Успокоенный душою и телом, освобожденный от обязанности любить кого-то, он перечитывал свои дневники, театральные записи, радуясь каждому напоминанию о том, что было в жизни светлого.
Но жизнь стояла за его плечами. Жизнь стерегла его; налитые тяжким молчанием, вновь начинали ночи грозить, а сменявшие их дни порождали новые мысли, приносили новые впечатления, уничтожавшие тишину.
Только три недели провел Павлик в спокойствии облегчения, в ясности сердца и души.
Жизнь стерегла.
56
В воскресенье вечером, возвратись из отпуска от тети Наты, Павел натолкнулся в швейцарской на группу пятиклассников, рассматривавших что-то со странными, смущенными, подозрительными лицами.

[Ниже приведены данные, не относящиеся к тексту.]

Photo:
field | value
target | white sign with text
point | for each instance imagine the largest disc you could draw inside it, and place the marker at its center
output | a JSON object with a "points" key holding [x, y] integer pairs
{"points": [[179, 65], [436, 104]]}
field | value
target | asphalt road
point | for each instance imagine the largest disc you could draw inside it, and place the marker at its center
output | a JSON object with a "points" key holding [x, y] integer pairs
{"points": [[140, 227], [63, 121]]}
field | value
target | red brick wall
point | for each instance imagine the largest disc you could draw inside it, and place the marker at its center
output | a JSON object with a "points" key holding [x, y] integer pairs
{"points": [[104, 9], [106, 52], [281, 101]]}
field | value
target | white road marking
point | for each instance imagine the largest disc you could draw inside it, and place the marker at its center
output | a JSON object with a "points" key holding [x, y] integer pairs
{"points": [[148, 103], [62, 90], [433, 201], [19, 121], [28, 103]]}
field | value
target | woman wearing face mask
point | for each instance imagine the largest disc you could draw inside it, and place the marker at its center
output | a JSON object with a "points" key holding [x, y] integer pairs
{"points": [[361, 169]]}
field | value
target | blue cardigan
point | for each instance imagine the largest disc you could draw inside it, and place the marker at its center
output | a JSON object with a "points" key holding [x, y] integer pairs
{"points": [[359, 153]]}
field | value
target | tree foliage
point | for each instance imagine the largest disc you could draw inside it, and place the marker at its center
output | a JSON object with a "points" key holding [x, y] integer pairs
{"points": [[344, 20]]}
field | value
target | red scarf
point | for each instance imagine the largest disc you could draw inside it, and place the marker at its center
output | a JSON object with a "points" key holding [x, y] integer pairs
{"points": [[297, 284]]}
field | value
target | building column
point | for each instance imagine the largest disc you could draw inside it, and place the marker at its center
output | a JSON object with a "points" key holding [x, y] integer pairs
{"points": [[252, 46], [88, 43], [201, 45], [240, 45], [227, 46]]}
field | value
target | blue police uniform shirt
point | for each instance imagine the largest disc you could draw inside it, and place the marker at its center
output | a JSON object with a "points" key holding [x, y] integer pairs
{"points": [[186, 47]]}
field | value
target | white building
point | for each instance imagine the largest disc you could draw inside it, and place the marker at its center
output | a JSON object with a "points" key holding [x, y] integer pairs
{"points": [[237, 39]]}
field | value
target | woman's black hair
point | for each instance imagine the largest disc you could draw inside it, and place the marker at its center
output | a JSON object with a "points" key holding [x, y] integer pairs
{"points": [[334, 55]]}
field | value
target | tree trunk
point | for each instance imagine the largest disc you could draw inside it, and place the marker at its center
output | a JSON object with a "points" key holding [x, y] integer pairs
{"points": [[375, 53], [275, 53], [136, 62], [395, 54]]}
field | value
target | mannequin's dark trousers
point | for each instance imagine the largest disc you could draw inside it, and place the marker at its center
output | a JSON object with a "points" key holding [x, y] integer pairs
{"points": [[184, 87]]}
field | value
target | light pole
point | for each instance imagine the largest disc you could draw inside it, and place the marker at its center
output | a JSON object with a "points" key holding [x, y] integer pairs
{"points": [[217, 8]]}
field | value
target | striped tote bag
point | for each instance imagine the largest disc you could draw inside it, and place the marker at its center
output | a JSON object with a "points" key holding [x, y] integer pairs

Особенными, какими-то новыми и чужими показались ему товарищи; чем-то новым, тревожным, опасным, манящим и стыдным веяло от их лиц. Нельзя было пройти мимо, не обратив внимания, и Павлик, бессознательно краснея, продвинулся к одному, ничего не приметил, и уже хотел было уйти, но то, что при входе его Брыкин поспешно спрятал что-то за пазуху, насторожило невольно.
— Что это у вас? — спросил он, и опять было подозрительно, что все переглянулись. То, что несколько мгновений все молчали, тоже показалось нечистым.
— Мы думали, воспитатель, — ответил, наконец, вихрастый Брыкин и, пошептавшись с другими, добавил негромко: — Пожалуй, ему можно показать. Покажи Леневу, Митрохин!
Все снова переглянулись, засмеялись, а рыжеволосый, покрытый прыщами Митрохин, пошарив за пазухой, подал Леневу фотографические карточки.
— Вот это Брыкин стащил утром из стола отца!
Несколько мгновений Павлик смотрел на фотографии, не понимая. Были изображены какие-то голые: одни — с усами, другие — с длинными волосами. «Неужели это и есть женщины?» — тускло мелькнуло в его уме. Сдержанный смех раздался над его ухом; он увидел около себя кучу встревоженных, впившихся в изображения, жадно блестевших, точно звериных, глаз. Смотрел Павлик — и снова не понимал. Странное было что-то и стыдное: жутко-подозрительно и нечисто обнимались на карточках люди, — усатые с волосатыми, но так это было все невиданно и неясно, что понять здесь что-либо было нельзя.